The minute we get down
I feel this, like, intense, sharp
pain through my entire body
and it cripples me and I can't stop crying.
Virgin idiot methinks
I screwed up the condom
or something... Hurt you.
That's horrible.
It took me a whole month to get the
courage to ask Zach to try again.
The second time was even worse.
F***!
She pulled a Mike Tyson right on my nipple.
We tried two more times,
but the pain was still there.
I kept freaking out.
But Zach never left.
He never ran away. He just...
Let me chew his ear off
about the most depraved,
sickening things you can imagine.
And eventually, on our fifth attempt,
we worked.
I was over my phobia.
And then it got really...
Good, nice.
And Zach man found a groove.
Actually kind of charming.
You stood by her, Zach.
You're the hero.
Yeah, 10 months later, she dumped my ass.

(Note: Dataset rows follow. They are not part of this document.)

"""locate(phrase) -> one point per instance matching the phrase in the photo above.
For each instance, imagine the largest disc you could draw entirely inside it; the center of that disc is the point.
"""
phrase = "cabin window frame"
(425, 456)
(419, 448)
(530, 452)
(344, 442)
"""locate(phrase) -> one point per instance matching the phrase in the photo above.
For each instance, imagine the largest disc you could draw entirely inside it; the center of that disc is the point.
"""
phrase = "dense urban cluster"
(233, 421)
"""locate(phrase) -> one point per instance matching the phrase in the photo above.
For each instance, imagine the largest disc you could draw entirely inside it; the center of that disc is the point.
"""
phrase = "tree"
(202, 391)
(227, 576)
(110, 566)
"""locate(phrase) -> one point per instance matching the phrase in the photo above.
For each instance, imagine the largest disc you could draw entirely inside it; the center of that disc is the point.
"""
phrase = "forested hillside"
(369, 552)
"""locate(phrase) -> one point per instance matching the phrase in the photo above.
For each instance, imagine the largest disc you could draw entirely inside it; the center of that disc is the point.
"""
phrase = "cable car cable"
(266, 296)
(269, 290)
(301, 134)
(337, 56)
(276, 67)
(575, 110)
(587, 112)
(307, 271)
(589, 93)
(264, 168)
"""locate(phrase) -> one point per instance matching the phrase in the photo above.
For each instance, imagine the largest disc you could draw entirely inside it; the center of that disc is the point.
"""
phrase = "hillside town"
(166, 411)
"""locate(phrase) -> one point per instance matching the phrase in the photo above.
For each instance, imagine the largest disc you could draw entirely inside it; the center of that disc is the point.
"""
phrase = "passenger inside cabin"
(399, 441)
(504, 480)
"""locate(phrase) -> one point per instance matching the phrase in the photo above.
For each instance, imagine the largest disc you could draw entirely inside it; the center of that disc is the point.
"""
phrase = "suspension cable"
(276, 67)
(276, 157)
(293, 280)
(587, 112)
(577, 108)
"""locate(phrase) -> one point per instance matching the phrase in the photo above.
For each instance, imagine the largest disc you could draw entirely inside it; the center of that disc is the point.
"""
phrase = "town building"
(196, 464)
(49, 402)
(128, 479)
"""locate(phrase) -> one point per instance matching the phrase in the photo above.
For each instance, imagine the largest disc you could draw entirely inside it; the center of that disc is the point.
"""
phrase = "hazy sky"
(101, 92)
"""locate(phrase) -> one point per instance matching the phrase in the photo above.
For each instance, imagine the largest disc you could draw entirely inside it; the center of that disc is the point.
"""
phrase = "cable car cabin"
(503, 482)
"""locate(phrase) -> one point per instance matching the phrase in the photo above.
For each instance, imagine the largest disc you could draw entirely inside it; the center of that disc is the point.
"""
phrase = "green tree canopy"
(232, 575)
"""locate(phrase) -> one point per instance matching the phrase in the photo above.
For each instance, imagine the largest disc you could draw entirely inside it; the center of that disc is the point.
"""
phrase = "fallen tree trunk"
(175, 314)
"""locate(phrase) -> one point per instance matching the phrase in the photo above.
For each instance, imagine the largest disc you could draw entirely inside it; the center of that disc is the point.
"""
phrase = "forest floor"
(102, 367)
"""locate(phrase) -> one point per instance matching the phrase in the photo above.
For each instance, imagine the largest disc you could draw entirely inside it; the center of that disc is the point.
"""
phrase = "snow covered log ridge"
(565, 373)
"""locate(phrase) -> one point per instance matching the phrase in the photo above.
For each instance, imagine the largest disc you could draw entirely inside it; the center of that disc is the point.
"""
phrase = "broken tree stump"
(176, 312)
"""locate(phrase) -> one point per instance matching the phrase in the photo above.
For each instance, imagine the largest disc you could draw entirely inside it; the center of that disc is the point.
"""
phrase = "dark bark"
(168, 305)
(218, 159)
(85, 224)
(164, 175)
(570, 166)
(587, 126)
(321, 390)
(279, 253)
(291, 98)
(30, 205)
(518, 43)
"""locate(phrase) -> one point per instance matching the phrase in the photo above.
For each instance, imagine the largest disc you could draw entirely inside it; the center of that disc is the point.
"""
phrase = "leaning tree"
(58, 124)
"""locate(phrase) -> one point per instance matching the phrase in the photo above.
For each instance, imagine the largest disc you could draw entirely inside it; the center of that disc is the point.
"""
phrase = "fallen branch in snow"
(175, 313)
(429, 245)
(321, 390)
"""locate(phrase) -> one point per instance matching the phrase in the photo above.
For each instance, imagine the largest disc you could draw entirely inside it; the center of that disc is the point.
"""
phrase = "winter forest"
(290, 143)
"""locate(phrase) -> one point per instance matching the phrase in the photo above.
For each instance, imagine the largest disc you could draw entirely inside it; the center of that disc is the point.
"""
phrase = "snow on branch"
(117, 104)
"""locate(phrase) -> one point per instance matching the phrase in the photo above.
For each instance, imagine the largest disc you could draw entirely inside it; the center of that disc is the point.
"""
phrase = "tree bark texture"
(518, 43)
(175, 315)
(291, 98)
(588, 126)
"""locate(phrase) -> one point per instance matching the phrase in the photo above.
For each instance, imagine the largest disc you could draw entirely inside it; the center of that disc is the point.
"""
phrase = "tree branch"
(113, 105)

That's the point of the whole story, Zach.
You got boring.
I know. I know I did.
It would kill me to talk on the phone
with you when you were at college,
just babbling on about
your business classes
and the stock market and Donald Trump
and your new found appreciation
for advertising.
- It was pathetic.
- You just matured.
You knew you had to go out and find a job.
I did the same thing when I was that age.